The girl's busy drawing - something. The boy seems to be doing something with a stick. Maybe pulling up or trying to pull up a huge floor tile, or is he trying to move something in the floor without touching it?

SukieTawdry said...

Pretty darn obvious, I think.

David said...

The man is holding the baby. The girl is doing science.

(Written before peeking at the answer.)

Peek!

Hey, I was half right. And the people who did the puzzle are half sexist.

David said...

Thanks for the link Paddy O.

Bill Peschel said...

I was wondering what the purpose of the tennis player, and thinking he was pulling plants. You know, something useful.

David said...

lemondog said...
Man holding baby while seated woman reads paper... want ads?


More likely the personals.

RigelDog said...

I got it quickly. Oddly, I felt the woman reading the paper was more of a tell than the man holding the baby. Dad reading the paper was such a cliche all through the 1900s up until the 1970s or 80s. The only time they would show a woman taking the time to sit and read the paper at her leisure was when it was a couple sitting and both were reading--usually at the breakfast table.

Paddy O said...

The answer is easy. It's a digital jpeg image. The digital image jpeg format wasn't developed until 1992.

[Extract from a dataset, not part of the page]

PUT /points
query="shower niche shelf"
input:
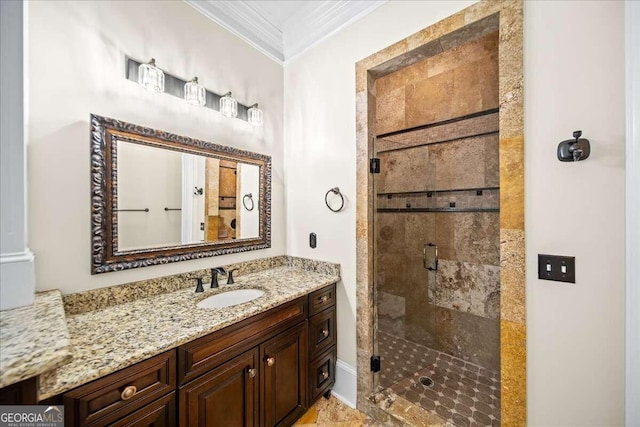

All authentic New Deal murals were painted, either using fresco or occasionally oil on canvas. Thus, the image on that webpage cannot be an authentic PWAP mural. It is far too small and made of digital pixels.

A to the C said...

"Ceci n'est pas une authentic WPA mural"

Simon Kenton said...

I got it but it took a while - I had spent yesterday babysitting a 3-year-old and a 9-month-old, and was several times in the position of the male in the propaganda. So it seemed natural. Incidentally, given a choice, choose not to baby-sit when the water main down the street is being repaired. While you get a lot of welcome diversionary activity out of watching the worker guys down in the big hole running metal saws, and the bucket-loader alone is bread-and-circuses-level entertainment, fecal excursions are more than the usual problem when the water is shut off.

Big Mike said...

??? Am I the only person who thinks it's stupid to hold an undiapered baby with one's hand under its butt? Guy is asking for smelly hand and/or wet shirt.

Roger Sweeny said...

This mural is one indication of why FDR was popular enough to be elected president four times even though the various New Deals were not very successful at ending the Great Depression. The government kept saying, "America is good. You, the American people, are good. Not just good, we are special." As the puzzle says,

"New Deal arts projects were strongly infused with the distinctive nationalism of the 1930s: the Federal Art Project (FAP) and Works Progress Administration (WPA) programs self-consciously sought to identify and celebrate a specifically American art and culture. New Deal funding also expressed strong democratic commitments and worked to bring accessible art to new audiences."

The Civilian Conservation Corps built roads and trails and buildings to make the National Parks and other public areas more pleasant and accessible.

Today, many people in the National Park system and those in charge of other public lands are more interested in keeping people out and making public areas less accessible. A good deal of what comes out of government sounds like, "You Americans are bad (racist, sexist, homophobic, whatever) and need to be changed."

Which is, of course, one reason that Donald Trump is now president-elect.

The Cracker Emcee said...

Our local PO has a WPA mural, depicting various folks working at various aspects of local agriculture. It's clearly fanciful though, as none of the people are Mexicans.